Also, is Slackware pretty much dead? More than 5 years on from the last major release.
I know I'm really late on this, broke my computer with Devuan, goddamn fucking Caja does this fuckarse thing where if you have another window with highlights in it, and you highlight something else to delete, it fucking deletes EVERYTHING. Took me two fucking weeks to try and extract the shit that got deleted, I don't know if I got everything, because everything just has a goddamn number as the title now.

So yeah to answer your question, the easiest 'out of the box' Linux distro ever made. You won't have to guess what I went back to.

I've been using MX Linux for a year and a half I think, can't remember, it seriously just works out of the box, no dramas (unless they are self made), extremely easy to take a snapshot occasionally and if something (me) fucks up, instantly back to what it was.

I am one of those fiddle with everything type of people, I have tried so many distros I've lost count, some more than once, more than three times, MX Linux is seriously the only distro I can load up and it just works, everything 'just fucking works'.

Using the MX21 Beta 2 XFCE, and again, it seriously just worked (not a gamer though, not sure if it makes a difference), a bloody Beta, just working!!!
 
Distrowatch is not a good measure of usage.

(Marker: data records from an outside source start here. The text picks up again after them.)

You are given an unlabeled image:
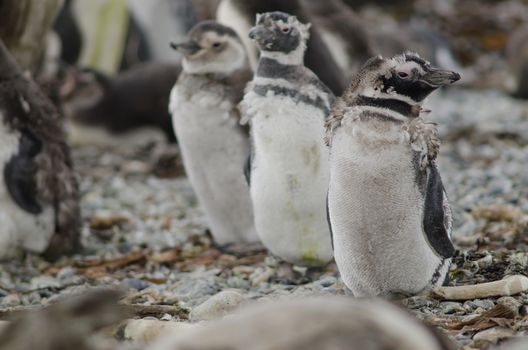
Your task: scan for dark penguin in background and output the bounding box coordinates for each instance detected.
[327,53,460,297]
[240,11,334,266]
[0,41,80,259]
[61,63,181,142]
[217,0,346,94]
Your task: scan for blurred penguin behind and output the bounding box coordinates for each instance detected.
[217,0,346,95]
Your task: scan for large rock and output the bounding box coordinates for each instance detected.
[148,297,452,350]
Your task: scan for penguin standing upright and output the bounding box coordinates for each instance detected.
[169,21,258,245]
[327,53,460,296]
[0,41,80,259]
[241,12,334,266]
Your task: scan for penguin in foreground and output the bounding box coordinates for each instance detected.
[217,0,346,94]
[327,53,460,296]
[241,12,334,266]
[169,21,258,246]
[0,41,80,259]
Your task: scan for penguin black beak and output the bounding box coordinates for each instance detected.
[420,69,460,87]
[249,26,273,41]
[170,41,202,56]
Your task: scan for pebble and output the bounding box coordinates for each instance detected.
[189,290,246,322]
[403,296,438,309]
[473,327,514,345]
[2,294,22,306]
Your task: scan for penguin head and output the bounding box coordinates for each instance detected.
[249,11,311,62]
[352,52,460,103]
[170,21,248,74]
[59,68,112,118]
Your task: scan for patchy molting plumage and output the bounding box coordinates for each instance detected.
[241,13,333,266]
[169,22,258,245]
[327,53,459,296]
[0,43,80,259]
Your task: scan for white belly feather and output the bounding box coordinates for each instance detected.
[170,87,258,244]
[328,126,447,296]
[245,92,333,265]
[0,114,55,259]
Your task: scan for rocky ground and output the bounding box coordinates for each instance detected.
[0,89,528,349]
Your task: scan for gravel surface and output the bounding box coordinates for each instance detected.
[0,89,528,349]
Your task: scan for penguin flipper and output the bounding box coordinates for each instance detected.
[244,153,251,186]
[423,162,455,258]
[4,129,42,214]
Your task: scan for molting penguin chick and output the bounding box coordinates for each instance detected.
[327,53,460,296]
[169,21,258,245]
[0,41,80,259]
[241,12,334,266]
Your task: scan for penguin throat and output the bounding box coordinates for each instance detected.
[260,45,305,66]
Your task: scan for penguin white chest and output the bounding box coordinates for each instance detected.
[170,87,258,244]
[246,93,332,265]
[328,126,448,296]
[0,113,54,259]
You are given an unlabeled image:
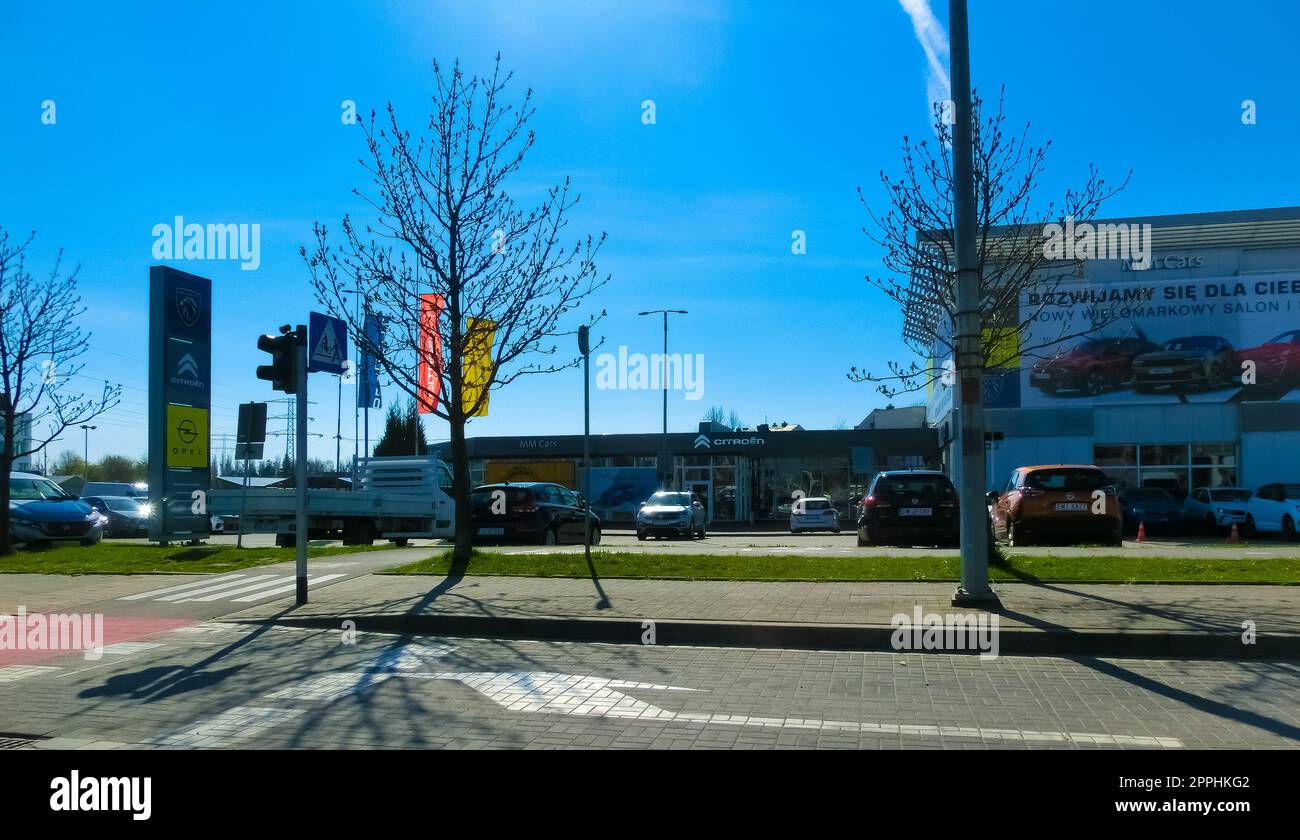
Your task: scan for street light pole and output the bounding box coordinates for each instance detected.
[948,0,997,606]
[637,309,686,490]
[82,423,99,481]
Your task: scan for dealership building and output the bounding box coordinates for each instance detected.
[927,207,1300,498]
[441,407,940,524]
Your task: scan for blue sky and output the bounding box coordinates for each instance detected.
[0,0,1300,459]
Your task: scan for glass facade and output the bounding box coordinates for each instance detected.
[1092,443,1238,499]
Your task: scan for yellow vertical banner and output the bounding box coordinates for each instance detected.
[460,317,497,417]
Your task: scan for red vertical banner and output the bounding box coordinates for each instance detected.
[419,295,446,415]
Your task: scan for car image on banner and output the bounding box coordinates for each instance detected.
[1021,276,1300,408]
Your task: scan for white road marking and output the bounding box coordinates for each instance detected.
[394,671,1183,749]
[157,575,281,601]
[231,575,345,603]
[0,664,62,683]
[150,706,303,749]
[118,575,246,601]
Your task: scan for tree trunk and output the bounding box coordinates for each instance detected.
[0,412,14,554]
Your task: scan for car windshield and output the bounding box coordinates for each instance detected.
[1024,469,1109,490]
[1162,335,1217,352]
[9,479,72,502]
[1126,488,1174,502]
[876,476,953,495]
[646,493,690,507]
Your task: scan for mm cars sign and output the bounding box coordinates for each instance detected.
[150,265,212,542]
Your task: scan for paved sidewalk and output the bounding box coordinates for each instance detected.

It only ranks search in distrowatch or something like that.
Exactly; it ranks hits to the webpage based on the distro that you're using at the time.

This is something I've always been suspicious of actually, based on my own habits. I'm only ever on Distrowatch when I'm shopping around for a different distro to jump to, which means the distro that I hit the site with is one that I'm fed up with and abandoning. If everyone else uses Distrowatch similarly, then it would mean that on the contrary, something high on the Distrowatch ranking list is more likely to mean that it sucks.
 
First server has been upgraded to Debian 11. Looks like the new kernel keeps binary compatibility with the 4.19 kernel I compiled a couple of my C programs on. Thank you King Linus for not breaking all my user space shit.